Importa deixar claros alguns aspectos
dos três temas, em geral na sombra (de outro modo, pôr pingos em alguns is).
Defender a identidade entende-se, via de regra, defender não apenas os
interesses do próprio país, mas suas características, leis, costumes e demais
qualidades que a História lhe imprimiu. De forma congruente, ser cioso de sua
soberania e, de momento ponto candente, estabelecer limites, às vezes rígidos,
à imigração.
Em 2006 no livro “Horizontes de
Minas” escrevi o seguinte: “Quem abandona suas origens, entra sem norte
no porvir. Caminhante sem farol na noite escura, assim é o povo quando levado
apenas pelo interesse imediato. De fato, não mais poderá ser chamado
autenticamente de povo. Formará um imenso agregado humano, deambulando sem
rumo. Despencará para a condição de massa. Seus integrantes serão apenas átomos
perdidos e isolados no turbilhão estonteante da civilização contemporânea.” Exprime
o que penso.
A fidelidade às raízes
caracteriza o amor à própria identidade. Daí nasce a fidelidade ao tronco, aos
galhos, às flores e aos frutos. De outro modo, à sociedade inteira, desde seu
primeiro núcleo, a família, que a todos os órgãos superiores comunica sua
seiva. O Estado, entidade suprema, terá papel suplementar em relação aos
inferiores, que pulsam de vida própria. Tal realidade se expressa no princípio
de subsidiariedade e é vacina eficaz contra os delírios do gigantismo estatal,
expressos por exemplo em tantos totalitarismos que infelicitaram os homens ao
longo do século XX, desde o nazifascista até o comunista. Não é saudável um
nacionalismo centralizador, intervencionista, contrário aos regionalismos e
desrespeitador de direitos mais naturais e anteriores aos do Estado. Enfim, que
inflama doentiamente a função estatal, indispensável e benéfica.
Agora, o Ocidente. É
fundamental defender o Ocidente; é o que longinquamente ainda hoje lembra a
ordem temporal cristã. O conceito de Ocidente aqui vai além das realidades
geográficas, claro, inclui o Japão, Cingapura e outras nações asiáticas de
orientação semelhante — regime de liberdade na vida privada e pública, bem como
economia de mercado. A realidade aparece funestamente amputada quando parte dos
defensores do Ocidente coloca suas raízes em Atenas e Grécia (compreensível),
mas se cala sobre a ação da Igreja, em especial seu papel essencial na formação
da Cristandade. O Ocidente, um eco atual da Cristandade, só existe porque
existiu a Cristandade como ideal nas almas e como começo de realização.

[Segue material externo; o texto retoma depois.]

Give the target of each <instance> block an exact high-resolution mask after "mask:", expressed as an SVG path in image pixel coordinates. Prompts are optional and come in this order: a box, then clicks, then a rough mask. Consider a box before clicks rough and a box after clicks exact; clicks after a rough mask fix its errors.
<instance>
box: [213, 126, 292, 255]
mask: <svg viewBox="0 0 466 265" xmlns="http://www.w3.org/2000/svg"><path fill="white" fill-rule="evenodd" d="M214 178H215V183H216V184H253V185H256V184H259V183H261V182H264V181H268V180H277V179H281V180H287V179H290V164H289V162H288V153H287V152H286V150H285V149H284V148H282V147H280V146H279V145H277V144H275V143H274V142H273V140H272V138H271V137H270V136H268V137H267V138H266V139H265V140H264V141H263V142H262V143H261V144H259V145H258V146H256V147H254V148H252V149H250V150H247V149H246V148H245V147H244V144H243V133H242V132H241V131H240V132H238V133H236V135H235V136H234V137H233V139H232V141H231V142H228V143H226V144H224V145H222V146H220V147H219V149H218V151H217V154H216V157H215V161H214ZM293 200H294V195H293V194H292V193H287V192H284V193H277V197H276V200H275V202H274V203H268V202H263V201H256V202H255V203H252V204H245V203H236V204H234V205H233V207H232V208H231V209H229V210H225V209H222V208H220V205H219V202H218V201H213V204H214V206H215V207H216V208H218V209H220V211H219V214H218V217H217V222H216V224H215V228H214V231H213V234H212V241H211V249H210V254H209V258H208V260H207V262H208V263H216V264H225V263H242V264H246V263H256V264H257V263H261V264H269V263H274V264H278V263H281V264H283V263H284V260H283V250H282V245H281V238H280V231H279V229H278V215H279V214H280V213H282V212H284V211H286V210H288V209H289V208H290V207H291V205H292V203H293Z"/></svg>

Em resumo, no mundo inteiro
pululam reações sadias contra a uniformização e universalização das pessoas e
sociedades. Se quisermos, são reações antiglobalistas, merecem todo apoio,
evitando no que for possível que se exprimam mediante ideologias totalitárias,
preconizadoras de tolas superioridades, que lhe desnaturariam o conteúdo
purificador. Pontos a colocar em relevo já de início ao considerar identidade,
nacionalismo e Ocidente: defesa da família, do princípio de subsidiariedade e,
fundada no testemunho real da História, visão objetiva do papel da Igreja
Católica e sua doutrina em todo esse processo.